Algorithmic feeds scale this further. A platform does not need to present an argument. It serves the same framing — the same rhythm of outrage, the same pattern of confirmation — hundreds of times a day until the framing feels like the user's own thought. Repetition is rhythmic. Repetition at scale is industrial poetry. The guardian never activates because the format is not recognised as a threat.
The Craft Rules
Every serious guide to writing teaches the same principles. Use active voice. Cut adverbs. Show, don't tell. Use concrete nouns. Vary sentence length. Read your prose aloud to test the rhythm.
Stephen King, in his 2000 memoir On Writing, insists on active voice because passive voice lacks authority. William Strunk and E.B. White, in The Elements of Style (1959), demand vigour over abstraction because vigour moves the reader.
These are presented as craft advice. They are pistomechanical operating instructions.
Active voice installs a self that acts. Passive voice installs a self that receives. That is why active voice sounds authoritative and passive voice sounds weak. The reader's nervous system is registering the difference between two different identity installations.
"Show, don't tell" is the rule of bypassing the guardian. Telling presents a proposition. Showing presents an image. The proposition gets evaluated. The image gets absorbed. The best prose works like the best poetry: it enters through the aesthetic door, below the level of rational analysis.
Rhythm in prose performs the same function as rhythm in verse — it carries the reader's autonomic nervous system along a predetermined path. A writer who varies sentence length deliberately is controlling the reader's breathing pattern, which controls the reader's physiological state, which controls the reader's receptivity to the content.
Good writing is applied pistomechanics. The craft tradition has known this for centuries. It has lacked the vocabulary to say so.
The Vulnerability
The person who reads no poetry and watches no theatre believes they have outgrown manipulation. They consume documentaries, data-driven journalism, academic papers, long-form podcasts. They trust information delivered through the authority door and have trained themselves to reject anything that enters through the aesthetic door with the label art attached.
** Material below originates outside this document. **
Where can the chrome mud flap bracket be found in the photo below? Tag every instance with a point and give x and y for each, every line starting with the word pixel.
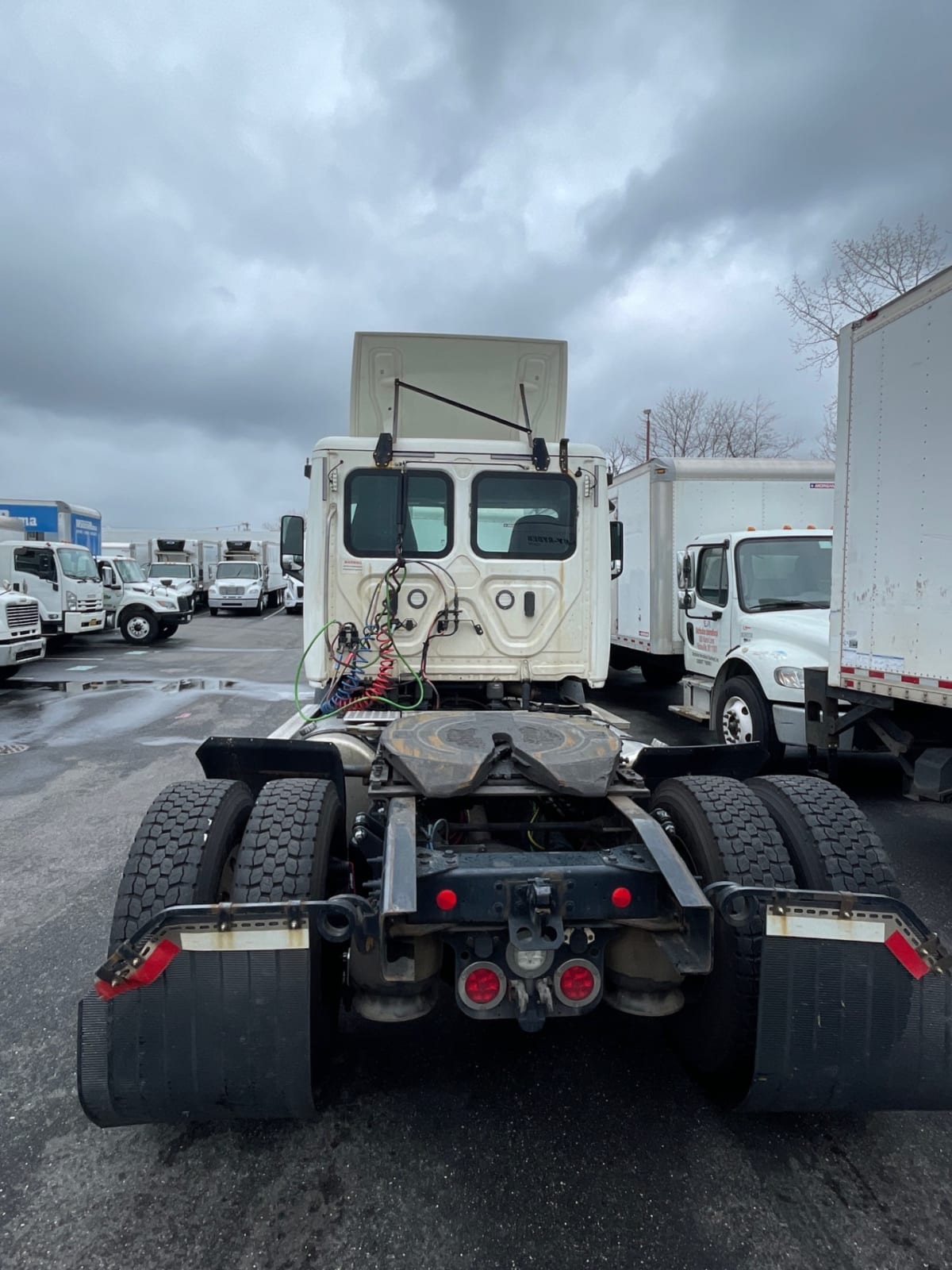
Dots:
pixel 854 1005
They are the most programmable audience in human history.
Their aesthetic door is completely unguarded. Every slogan, every jingle, every algorithmic cadence, every rhythmic talking point walks through it without resistance.
The guardian is facing the wrong direction — watching for propositions to evaluate while the installation completes behind its back.
The person who reads poetry regularly has at least some diagnostic immunity. They have felt the compulsion of rhythm and learned to recognise it. They know what it feels like when language operates on them beneath the level of consent. They may still be moved — the mechanisms are architectural and cannot be permanently disabled — but they can feel the movement happening. They can ask: whose rhythm is this? What is it installing?
The person who has never felt this — who has trained themselves to believe they are immune because they are rational — has no such diagnostic. They are a system running without a firewall. The code executes, the installation completes, and the conscious mind, which was never consulted, reports the result as its own thought.
The defence against belief engineering is not rationality. Rationality guards one door. The defence is recognising that there are two doors, that the aesthetic one has been the primary channel of installation for the entire history of human civilisation, and that calling it poetry and then dismissing it does not close the door. It opens it.